A May 2006 MOU referred to in the third part of this series provided that the extended licence “shall be terminable by the government at any time during the one year extension” if Synergy failed to complete certain targets. The one year came and went, targets were set and missed, while Synergy committed to but never supplied a 25 MW thermal generating plant, because it never found the money to do so. Surely very few other than the President would entrust a 154 MW hydro-electricity project to a person who could not deliver a 25 MW of thermal power which can be bought on the internet.
But when it comes to Synergy all we have had from the government is grandstanding. In early 2008 the President threatened that if financial closure did not take place soon, the company would lose the “franchise” to build and operate the hydro facility. More than two years later, instead of terminating the licence and seeking a more reputable licensee, the government is now planning to put more taxpayers’ money into Synergy’s hands.
Scale of the project
Uncertainty also arises over the scale of the project and whether it is a single phase project or whether the 154 MW is just for starters. In August 2009 it was reported that Phase I would involve the installation of 154 MW capacity, Phase II 410MW and in Phase III, it would reach a further 1060 MW. If this is anywhere close to serious, we have to ask whether the Amaila Falls area has that volume of water, whether the second and third phases of the project go automatically to Synergy, who will buy this extra capacity, who will finance the later phases, and when does the BOOT kick in.
The Russians with their bauxite and the Brazilians have already indicated that they have their own ideas and ambitions about hydro-electric power in Guyana, which suggests that they are not interested in doing business with Synergy or Amaila. So the expansion may be a dream, a distraction or idle talk. Whichever it is, the public needs to know.
For starters, Synergy was under an obligation to begin construction of the hydro-electricity project in 2007 with commercial operation taking place in 2010. It failed miserably. The project manager-designate now says that construction will begin in early 2011 but with two caveats. The first is the completion of the road to enable the transportation of equipment and machinery and the second, obtaining debt financing. Now those are major caveats.
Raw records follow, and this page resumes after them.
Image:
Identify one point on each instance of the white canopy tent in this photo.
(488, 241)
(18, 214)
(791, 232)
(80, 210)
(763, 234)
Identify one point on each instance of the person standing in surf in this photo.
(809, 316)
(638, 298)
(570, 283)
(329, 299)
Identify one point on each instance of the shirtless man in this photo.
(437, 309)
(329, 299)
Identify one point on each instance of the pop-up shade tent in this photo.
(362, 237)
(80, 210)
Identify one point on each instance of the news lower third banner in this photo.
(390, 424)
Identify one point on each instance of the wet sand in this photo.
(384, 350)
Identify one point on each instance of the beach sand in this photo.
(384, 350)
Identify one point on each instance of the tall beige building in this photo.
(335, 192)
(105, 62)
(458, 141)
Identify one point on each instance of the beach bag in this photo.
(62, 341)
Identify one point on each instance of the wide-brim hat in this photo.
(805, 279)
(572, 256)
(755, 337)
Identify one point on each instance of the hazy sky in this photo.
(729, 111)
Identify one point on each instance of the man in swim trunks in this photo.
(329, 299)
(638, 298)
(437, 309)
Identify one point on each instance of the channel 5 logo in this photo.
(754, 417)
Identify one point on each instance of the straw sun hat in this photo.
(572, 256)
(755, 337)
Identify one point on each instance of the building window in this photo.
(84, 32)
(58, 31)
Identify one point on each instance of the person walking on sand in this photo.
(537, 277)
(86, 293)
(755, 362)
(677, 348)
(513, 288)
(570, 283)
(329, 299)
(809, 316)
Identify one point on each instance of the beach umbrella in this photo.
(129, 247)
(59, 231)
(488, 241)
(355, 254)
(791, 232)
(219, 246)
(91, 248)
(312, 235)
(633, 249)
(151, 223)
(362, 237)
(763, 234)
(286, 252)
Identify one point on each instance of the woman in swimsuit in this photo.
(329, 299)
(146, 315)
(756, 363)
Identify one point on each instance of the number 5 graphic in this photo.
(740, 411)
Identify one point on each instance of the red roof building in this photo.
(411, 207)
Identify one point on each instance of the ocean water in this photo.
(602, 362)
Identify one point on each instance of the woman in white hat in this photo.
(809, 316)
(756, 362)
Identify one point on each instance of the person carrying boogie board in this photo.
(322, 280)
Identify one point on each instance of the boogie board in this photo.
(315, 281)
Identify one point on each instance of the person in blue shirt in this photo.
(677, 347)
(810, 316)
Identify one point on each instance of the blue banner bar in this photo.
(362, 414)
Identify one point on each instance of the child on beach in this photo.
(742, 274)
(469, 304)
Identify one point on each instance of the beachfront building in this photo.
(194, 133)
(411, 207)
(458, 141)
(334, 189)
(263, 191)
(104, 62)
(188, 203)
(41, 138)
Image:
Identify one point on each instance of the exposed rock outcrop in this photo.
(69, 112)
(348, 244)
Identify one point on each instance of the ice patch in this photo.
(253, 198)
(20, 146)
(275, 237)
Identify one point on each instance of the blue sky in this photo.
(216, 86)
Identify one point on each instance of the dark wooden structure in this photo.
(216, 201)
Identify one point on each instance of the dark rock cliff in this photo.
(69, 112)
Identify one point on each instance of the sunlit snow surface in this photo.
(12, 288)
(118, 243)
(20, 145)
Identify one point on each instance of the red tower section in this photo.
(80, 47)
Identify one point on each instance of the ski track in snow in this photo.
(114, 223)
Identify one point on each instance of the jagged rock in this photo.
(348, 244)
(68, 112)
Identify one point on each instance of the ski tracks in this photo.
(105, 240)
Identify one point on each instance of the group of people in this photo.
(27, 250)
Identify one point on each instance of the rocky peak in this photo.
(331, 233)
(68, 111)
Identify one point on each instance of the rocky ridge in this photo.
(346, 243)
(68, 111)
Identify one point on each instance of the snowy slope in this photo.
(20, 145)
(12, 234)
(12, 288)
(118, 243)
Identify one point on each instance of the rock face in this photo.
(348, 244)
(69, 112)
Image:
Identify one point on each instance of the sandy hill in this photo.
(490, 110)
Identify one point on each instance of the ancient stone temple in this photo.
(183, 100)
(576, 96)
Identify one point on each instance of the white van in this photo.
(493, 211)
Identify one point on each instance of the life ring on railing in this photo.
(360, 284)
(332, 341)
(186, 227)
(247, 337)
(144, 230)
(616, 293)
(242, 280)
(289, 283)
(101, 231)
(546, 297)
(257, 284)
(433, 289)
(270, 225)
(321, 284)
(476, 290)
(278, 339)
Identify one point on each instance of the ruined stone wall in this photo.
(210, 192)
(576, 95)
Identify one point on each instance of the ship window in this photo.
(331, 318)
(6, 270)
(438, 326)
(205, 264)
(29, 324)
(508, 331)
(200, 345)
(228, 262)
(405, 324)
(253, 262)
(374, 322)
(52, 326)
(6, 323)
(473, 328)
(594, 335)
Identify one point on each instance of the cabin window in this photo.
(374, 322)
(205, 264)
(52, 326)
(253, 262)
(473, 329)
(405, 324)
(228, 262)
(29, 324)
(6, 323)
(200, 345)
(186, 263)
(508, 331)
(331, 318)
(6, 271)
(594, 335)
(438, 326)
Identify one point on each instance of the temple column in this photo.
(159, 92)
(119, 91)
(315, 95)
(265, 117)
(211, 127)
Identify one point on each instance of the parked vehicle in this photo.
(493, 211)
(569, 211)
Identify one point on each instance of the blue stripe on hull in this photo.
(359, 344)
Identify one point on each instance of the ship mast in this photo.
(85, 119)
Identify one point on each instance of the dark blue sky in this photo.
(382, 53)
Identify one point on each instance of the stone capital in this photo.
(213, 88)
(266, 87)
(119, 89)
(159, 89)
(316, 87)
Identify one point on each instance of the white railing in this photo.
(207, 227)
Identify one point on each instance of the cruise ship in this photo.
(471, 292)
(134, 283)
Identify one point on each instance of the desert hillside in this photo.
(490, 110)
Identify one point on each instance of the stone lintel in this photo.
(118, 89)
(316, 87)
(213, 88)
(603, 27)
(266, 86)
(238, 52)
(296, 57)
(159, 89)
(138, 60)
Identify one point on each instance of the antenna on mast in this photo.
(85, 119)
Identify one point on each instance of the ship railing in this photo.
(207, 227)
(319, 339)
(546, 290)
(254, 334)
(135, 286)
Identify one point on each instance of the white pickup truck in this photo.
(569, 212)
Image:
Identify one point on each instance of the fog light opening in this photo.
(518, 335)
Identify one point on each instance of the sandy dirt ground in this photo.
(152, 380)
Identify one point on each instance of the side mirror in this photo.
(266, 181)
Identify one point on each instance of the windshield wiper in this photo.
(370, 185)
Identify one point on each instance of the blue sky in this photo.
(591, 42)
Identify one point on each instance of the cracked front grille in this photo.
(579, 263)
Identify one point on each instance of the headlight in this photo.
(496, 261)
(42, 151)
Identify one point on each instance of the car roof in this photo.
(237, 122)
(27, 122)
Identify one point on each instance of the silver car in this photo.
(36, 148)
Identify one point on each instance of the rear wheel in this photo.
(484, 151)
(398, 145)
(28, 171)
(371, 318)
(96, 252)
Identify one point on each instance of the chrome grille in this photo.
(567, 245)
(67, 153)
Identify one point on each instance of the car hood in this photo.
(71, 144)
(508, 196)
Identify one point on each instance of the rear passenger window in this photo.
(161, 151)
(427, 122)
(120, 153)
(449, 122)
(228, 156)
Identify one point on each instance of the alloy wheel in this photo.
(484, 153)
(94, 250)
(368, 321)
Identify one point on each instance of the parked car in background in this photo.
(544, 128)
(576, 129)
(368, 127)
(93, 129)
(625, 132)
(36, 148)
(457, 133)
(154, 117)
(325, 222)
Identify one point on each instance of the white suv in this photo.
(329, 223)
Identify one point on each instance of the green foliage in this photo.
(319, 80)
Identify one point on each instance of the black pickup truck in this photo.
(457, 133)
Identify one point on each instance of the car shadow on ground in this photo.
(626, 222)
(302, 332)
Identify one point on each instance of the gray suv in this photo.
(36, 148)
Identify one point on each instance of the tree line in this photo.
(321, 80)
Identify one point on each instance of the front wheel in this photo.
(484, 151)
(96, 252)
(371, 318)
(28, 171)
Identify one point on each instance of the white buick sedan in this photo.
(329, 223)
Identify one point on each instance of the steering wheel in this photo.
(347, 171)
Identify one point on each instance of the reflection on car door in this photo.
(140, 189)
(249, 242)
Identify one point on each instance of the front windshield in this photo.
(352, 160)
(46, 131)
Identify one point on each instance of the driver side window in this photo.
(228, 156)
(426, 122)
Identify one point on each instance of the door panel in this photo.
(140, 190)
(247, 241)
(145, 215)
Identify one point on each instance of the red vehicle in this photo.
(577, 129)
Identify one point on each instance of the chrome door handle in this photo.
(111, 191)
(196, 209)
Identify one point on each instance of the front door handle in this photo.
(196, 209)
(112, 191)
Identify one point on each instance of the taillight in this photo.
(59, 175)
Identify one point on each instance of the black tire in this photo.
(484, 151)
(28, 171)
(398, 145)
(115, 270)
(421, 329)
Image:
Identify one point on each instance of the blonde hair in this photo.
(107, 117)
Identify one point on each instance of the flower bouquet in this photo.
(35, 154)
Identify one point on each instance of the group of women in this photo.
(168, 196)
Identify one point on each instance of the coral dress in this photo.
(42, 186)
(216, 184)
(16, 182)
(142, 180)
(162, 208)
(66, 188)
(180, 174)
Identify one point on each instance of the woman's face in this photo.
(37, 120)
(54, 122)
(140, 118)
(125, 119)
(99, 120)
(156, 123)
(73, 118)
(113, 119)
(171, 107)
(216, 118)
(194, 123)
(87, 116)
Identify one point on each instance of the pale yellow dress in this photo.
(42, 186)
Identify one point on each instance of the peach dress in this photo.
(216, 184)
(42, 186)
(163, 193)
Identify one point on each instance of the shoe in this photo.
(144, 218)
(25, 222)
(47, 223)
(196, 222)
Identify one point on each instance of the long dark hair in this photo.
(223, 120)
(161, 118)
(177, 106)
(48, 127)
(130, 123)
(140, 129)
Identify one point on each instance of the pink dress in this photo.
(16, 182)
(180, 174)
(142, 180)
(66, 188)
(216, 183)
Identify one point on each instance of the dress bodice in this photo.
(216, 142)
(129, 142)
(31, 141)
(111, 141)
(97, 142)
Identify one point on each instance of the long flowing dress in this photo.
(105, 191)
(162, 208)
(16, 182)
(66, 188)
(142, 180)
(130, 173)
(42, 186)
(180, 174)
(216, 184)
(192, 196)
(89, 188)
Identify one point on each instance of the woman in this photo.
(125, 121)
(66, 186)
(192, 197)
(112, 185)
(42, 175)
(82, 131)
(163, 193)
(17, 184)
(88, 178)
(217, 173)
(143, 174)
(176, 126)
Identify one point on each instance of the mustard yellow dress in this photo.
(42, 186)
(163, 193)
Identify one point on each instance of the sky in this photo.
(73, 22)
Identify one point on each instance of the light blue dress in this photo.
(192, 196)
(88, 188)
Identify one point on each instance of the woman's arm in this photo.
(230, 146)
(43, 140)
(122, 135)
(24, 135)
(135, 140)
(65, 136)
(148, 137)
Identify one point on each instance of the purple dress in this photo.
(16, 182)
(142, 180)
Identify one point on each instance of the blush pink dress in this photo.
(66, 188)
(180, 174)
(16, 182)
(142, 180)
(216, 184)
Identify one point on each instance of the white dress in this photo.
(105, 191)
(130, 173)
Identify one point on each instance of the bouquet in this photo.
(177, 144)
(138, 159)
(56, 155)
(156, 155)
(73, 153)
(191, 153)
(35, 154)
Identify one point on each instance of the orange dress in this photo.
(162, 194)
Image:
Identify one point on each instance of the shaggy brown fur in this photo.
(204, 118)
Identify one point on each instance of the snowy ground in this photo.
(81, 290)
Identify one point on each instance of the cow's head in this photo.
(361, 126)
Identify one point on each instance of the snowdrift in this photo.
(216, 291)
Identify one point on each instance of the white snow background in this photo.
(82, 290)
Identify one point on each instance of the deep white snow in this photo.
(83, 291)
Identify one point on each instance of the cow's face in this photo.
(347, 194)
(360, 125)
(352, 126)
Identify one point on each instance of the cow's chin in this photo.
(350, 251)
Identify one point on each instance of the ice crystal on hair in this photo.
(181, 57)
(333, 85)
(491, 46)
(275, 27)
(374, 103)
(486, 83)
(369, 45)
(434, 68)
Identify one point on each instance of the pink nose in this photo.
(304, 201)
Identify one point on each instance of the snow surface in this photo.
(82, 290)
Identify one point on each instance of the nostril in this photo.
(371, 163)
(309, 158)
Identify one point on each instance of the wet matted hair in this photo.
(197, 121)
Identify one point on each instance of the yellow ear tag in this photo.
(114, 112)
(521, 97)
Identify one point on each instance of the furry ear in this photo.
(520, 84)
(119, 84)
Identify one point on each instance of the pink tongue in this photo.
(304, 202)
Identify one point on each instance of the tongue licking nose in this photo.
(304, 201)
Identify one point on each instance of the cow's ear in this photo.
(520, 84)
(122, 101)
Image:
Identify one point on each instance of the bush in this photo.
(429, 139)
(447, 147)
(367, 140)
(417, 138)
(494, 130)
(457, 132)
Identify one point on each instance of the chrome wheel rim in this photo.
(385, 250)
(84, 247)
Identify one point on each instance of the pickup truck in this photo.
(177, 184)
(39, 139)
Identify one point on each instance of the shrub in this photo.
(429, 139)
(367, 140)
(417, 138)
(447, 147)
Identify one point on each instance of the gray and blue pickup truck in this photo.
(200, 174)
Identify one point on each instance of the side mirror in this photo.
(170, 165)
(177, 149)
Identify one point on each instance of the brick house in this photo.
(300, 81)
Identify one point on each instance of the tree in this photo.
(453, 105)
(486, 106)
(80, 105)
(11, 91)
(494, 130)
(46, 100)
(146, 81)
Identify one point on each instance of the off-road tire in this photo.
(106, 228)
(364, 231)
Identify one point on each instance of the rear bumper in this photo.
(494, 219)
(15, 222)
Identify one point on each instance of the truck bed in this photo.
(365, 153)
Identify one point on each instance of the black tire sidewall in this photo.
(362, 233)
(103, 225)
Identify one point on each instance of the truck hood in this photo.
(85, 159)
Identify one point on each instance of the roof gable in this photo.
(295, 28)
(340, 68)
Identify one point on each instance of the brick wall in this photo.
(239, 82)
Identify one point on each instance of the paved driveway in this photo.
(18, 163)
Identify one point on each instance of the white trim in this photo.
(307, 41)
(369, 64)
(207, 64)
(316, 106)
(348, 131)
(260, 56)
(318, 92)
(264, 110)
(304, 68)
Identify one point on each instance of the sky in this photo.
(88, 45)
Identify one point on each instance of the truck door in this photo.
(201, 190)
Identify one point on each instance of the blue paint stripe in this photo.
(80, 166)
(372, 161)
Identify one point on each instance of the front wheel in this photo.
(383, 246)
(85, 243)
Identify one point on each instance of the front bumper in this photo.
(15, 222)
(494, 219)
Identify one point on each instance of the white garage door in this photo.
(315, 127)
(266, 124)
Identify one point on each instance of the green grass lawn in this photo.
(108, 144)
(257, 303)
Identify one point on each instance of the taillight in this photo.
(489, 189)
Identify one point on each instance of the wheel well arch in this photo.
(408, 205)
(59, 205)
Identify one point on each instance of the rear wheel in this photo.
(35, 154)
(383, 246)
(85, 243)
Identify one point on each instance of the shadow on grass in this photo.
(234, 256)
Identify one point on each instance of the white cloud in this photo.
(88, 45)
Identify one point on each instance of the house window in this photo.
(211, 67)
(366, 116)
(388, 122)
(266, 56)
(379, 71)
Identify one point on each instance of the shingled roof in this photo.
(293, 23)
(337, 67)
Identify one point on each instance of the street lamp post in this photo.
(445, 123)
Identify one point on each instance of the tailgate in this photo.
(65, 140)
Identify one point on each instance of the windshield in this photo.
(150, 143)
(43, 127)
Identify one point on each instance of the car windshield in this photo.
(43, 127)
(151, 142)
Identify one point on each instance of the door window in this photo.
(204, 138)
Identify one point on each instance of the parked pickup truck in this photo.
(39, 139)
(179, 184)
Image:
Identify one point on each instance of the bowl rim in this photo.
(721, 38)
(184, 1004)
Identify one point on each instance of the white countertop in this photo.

There is a lot of cynicism around and many even doubted that the AFHEP would get started. I think that with the single-mined obstinacy of the President and his adventurous way of committing state funds, the project will get going. But the President is returning from Oslo empty handed and with growing uncertainty about the timing of the inflow from Norway. The Budget already has a huge hole and his expressed impatience in Oslo when he realised the Norwegians and other donors were not sending him back with a bagful of money was his recognition of a potentially major setback. Maybe there is a link between human rights, extra-judicial killings and Amaila. On the positive side, the East Bank Demerara schoolchildren are spared the need to line the road for the President’s return which will be contrastingly low key.